Book of Common Prayer
Psalm 55
1 Voor de leider van het koor. Begeleiden op een snaarinstrument. Een lied van David, om iets van te leren.
2 God, luister alstublieft naar mijn gebed.
Doe niet alsof U mij niet hoort.
3 Luister alstublieft naar me en geef me antwoord.
Ik schreeuw het uit tot U.
4 Mijn vijanden bedreigen me.
Mensen die zich niets van U aantrekken,
brengen me in gevaar.
Ze willen me kwaad doen omdat ze me haten.
5 Mijn hart krimpt in elkaar in mijn binnenste.
Ik ben doodsbang.
6 Ik beef van angst.
Ik sta helemaal te trillen.
7 Had ik maar vleugels als een duif.
Dan zou ik wegvliegen naar een veilig plekje.
8 Ik zou heel ver wegvliegen
en in de woestijn gaan wonen.
9 Ik zou snel een veilige plaats zoeken,
een schuilplaats tegen de storm.
10 Breng hen in verwarring, Heer!
Zorg dat ze ruzie met elkaar krijgen.
Want door hen is er geweld in de stad.
11 Dag en nacht zaaien ze onrust binnen de muren.

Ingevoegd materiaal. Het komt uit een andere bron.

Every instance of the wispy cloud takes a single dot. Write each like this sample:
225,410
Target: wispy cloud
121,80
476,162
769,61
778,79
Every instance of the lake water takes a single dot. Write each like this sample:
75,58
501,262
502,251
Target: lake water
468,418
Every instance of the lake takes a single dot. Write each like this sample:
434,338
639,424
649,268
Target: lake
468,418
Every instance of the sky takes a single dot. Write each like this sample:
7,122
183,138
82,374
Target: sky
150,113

Ze veroorzaken alleen maar ellende.
12 Overal zijn misdadigers.
Op het plein heersen leugen en bedrog.
13 Het is geen vijand die mij beledigt.
Dát zou ik nog kunnen verdragen.
Het is niet iemand die mij altijd al haatte,
die mij nu bedreigt.
Voor hem zou ik me verbergen.
14 Nee, het is mijn vriend,
de man die ik vertrouwde.
15 We trokken met elkaar op.
Samen vierden we feest in Gods heiligdom.
16 Zulke vrienden mogen van mij doodvallen,
levend naar het dodenrijk gaan!
Want ze zijn door en door slecht.
17 Maar ik roep mijn God om hulp.
Hij zal me redden.
18 Van de vroege ochtend tot de late avond kreun ik het uit tot Hem.
Hij zal naar me luisteren.
19 Hij zal me redden en in veiligheid brengen,
hoeveel vijanden er ook zijn.
20 God die heerst vanaf het begin van de tijd,
zal mij horen en hen vernederen.
Want ze willen God niet gaan dienen.
Ze willen geen ontzag voor Hem hebben.
21 Hij die mij nu aanvalt, was mijn vriend.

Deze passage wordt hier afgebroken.